The problem is cash flow management. At DreamWorks Animation, (a company that is expected to lay off staff imminently -- but for different reasons) we used to call this "the Gap." You've got dozens or hundreds of people on staff, and you bring them on staff to get them at the lowest rate because you're employing them for a long annual, or multi-annual term. And you bring them on because you project into the future and see that you've got four to five films booked, so you know you're going to be using the staff. Margins are thin because schedules change, the creative direction frequently changes, and you're competing with other houses to get the work. So you hope that it's going to take you less time and fewer man-hours than you've estimated to the client (Studio). If you're right, or you're lucky, you make money. If not, you don't. You can get away with a certain amount of loss, but when movies get cancelled or delayed, you're stuck. This is the Gap: you've got people on staff with nothing to do and no client to charge them to, and the clock is ticking. If you can't get jobs in to pick up the slack, you're toast.
A small/medium sized company like R&H, with no other source of revenue, is succumbing to this "musical-chairs" scenario. Sony Imageworks is part of a conglomerate, obviously, Industrial Light & Magic, (ILM), the grand daddy of VFX, is part of Lucasfilm. There are other revenue sources that can cover these companies. Another formula is Weta Digital, which is kinda unique in that it is Peter Jackson's company and he's driving work into the shop. Pixar and DreamWorks Animation are obviously studios themselves. So the common thread for the healthier companies is... ownership. These companies (or their principles) own their movies, or significant chunks of their movies, or software that is making them money.
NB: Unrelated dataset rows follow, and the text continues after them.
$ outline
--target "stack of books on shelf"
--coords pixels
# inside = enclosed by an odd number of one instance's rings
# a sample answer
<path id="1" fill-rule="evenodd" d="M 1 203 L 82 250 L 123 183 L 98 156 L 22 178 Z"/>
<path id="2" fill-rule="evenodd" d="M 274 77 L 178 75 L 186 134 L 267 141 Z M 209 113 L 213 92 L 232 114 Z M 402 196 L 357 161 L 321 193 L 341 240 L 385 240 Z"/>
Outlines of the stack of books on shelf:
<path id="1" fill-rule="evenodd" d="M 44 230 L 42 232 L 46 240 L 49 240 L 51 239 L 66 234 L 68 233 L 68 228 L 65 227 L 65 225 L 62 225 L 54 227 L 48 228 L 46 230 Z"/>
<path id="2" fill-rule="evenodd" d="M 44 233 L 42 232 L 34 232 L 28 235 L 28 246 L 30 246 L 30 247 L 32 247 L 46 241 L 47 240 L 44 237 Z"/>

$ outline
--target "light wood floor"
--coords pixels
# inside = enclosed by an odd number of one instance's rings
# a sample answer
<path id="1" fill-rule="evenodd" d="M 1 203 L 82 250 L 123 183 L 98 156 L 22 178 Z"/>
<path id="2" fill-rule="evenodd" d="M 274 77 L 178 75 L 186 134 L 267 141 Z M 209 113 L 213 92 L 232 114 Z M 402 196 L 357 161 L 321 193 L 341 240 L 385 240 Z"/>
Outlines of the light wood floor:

R&H, Digital Domain, and others (like Framestore or Double Negative in London, or Animal Logic in Sydney) are pure "work for hire" companies, and have nothing to fall back on. Yes, TV commercials can pay some bills, but that is an equally uneven and low-margin business.
Ironically, when R&H was formed, it was set up as a haven for VFX artists who had been poorly treated by companies who had collapsed and left their people hanging -- a fate that R&H is now sadly having to perpetrate on its own people. My Facebook wall is literally choked with messages today from friends and friends of friends in the field: CG artists, engineers, TD's.... It's very scary out there when this happens -- a very black day in Hollywood. The whole business takes a hit. It's bad for movies, bad for creativity, bad for the professional relationships that drive the business.
But everyone will survive, and most people will figure out ways back into other companies, or will form new companies. This is going on all the time in VFX. The work continues, the movies still need the shots. The silver lining may be that prices go up for everyone else, with one less big VFX house out there competing. Or maybe the downside is that more work goes to Vancouver or India (where, ironically, R&H has facilities). Keep watching...
Correction: An earlier version of this post incorrectly identified the Massive crowd-creating software as owned by Weta Digital. While the software was developed initially for Weta, it is a standalone company with no ownership ties to Weta.